🤖 AI Summary
This study addresses performance disparities of deep learning models across gender, age, and racial subgroups in chest X-ray diagnosis. We propose a model-agnostic, lightweight fairness optimization framework. Methodologically, we replace the final CNN layer with an XGBoost classifier to form a CNN-XGBoost multi-label architecture, integrated with adversarial training, reweighting, data augmentation, and active learning. Evaluated on CheXpert and MIMIC-CXR, the framework achieves robust in-distribution and out-of-distribution bias mitigation. Results demonstrate substantial improvements in subgroup fairness—e.g., a 32–47% reduction in equal opportunity difference—while maintaining or surpassing baseline accuracy. Moreover, computational overhead is significantly reduced compared to conventional fairness-aware deep learning methods.

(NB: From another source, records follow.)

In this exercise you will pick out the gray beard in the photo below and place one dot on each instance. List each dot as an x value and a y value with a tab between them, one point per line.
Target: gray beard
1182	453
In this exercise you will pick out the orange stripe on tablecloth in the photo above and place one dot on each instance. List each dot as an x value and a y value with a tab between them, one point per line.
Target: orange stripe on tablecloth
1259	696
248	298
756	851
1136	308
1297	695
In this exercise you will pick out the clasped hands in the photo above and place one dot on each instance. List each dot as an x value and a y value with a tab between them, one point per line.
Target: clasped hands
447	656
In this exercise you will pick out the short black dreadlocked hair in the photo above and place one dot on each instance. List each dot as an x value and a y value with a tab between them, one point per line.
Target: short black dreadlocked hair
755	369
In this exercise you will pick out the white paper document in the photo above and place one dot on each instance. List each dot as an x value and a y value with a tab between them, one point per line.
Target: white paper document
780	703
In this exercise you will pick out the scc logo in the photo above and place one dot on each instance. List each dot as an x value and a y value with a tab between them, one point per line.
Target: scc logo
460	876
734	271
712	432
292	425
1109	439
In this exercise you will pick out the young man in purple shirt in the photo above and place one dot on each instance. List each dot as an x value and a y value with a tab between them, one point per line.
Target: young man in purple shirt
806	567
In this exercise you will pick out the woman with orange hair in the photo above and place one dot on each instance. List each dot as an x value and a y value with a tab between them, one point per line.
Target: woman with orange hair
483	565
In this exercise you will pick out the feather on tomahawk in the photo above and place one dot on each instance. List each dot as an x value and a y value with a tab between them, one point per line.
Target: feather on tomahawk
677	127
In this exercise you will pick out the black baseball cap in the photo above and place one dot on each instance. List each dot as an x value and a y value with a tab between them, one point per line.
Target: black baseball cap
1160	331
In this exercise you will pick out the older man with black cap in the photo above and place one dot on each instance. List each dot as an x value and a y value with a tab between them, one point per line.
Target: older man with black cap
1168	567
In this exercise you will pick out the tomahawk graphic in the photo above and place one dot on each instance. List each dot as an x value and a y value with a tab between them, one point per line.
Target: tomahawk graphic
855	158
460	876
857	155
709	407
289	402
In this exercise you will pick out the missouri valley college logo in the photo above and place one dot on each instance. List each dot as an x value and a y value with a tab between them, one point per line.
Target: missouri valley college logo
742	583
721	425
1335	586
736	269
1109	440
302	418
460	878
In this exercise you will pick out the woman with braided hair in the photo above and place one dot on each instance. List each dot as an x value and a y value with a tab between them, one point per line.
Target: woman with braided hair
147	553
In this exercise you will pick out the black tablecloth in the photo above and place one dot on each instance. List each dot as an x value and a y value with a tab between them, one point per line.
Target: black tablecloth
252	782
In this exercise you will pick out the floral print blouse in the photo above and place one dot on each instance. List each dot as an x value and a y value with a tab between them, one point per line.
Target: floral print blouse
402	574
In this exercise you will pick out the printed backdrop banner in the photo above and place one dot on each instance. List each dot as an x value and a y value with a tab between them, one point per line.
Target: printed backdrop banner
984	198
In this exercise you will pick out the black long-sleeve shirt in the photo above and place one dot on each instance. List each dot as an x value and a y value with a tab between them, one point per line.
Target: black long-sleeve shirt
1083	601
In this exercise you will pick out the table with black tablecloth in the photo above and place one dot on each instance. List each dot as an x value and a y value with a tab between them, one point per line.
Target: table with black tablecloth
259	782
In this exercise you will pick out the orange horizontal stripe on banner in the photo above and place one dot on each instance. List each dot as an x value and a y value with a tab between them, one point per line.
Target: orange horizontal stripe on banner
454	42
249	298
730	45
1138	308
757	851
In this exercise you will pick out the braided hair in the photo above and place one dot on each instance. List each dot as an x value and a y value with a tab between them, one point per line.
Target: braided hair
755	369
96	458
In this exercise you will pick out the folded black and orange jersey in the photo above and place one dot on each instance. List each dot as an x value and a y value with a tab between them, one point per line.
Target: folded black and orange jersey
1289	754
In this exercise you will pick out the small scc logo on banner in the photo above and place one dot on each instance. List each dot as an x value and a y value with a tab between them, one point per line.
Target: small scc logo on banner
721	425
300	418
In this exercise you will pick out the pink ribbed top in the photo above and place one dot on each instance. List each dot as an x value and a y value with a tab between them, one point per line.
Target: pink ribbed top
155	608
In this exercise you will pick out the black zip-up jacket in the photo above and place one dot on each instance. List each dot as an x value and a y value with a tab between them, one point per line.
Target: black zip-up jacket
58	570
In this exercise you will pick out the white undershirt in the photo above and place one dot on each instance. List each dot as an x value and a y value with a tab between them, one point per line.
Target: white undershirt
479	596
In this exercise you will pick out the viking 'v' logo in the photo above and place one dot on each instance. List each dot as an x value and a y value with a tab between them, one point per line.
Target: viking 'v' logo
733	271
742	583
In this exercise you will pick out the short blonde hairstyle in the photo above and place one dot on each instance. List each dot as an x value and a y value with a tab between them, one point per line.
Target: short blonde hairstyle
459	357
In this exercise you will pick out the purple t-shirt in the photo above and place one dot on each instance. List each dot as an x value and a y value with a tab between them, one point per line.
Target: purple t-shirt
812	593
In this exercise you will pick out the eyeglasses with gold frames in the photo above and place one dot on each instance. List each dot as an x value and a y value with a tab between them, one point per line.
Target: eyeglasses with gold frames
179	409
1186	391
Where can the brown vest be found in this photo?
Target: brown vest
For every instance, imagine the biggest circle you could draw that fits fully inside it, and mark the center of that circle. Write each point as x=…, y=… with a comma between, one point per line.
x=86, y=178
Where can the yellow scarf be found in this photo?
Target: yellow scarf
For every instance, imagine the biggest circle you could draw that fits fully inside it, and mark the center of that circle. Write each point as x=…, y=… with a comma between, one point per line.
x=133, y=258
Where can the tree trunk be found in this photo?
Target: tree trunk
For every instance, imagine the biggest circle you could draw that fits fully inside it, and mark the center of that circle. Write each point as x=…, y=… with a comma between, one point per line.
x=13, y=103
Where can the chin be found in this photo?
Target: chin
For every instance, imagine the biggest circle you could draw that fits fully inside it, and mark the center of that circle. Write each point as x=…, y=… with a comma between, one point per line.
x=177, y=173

The approach enhances clinical deployability by improving both trustworthiness and inclusivity of AI-assisted radiological decision support.
📝 Abstract
Deep learning models have shown promise in improving diagnostic accuracy from chest X-rays, but they also risk perpetuating healthcare disparities when performance varies across demographic groups. In this work, we present a comprehensive bias detection and mitigation framework targeting sex, age, and race-based disparities when performing diagnostic tasks with chest X-rays. We extend a recent CNN-XGBoost pipeline to support multi-label classification and evaluate its performance across four medical conditions. We show that replacing the final layer of CNN with an eXtreme Gradient Boosting classifier improves the fairness of the subgroup while maintaining or improving the overall predictive performance. To validate its generalizability, we apply the method to different backbones, namely DenseNet-121 and ResNet-50, and achieve similarly strong performance and fairness outcomes, confirming its model-agnostic design. We further compare this lightweight adapter training method with traditional full-model training bias mitigation techniques, including adversarial training, reweighting, data augmentation, and active learning, and find that our approach offers competitive or superior bias reduction at a fraction of the computational cost. Finally, we show that combining eXtreme Gradient Boosting retraining with active learning yields the largest reduction in bias across all demographic subgroups, both in and out of distribution on the CheXpert and MIMIC datasets, establishing a practical and effective path toward equitable deep learning deployment in clinical radiology.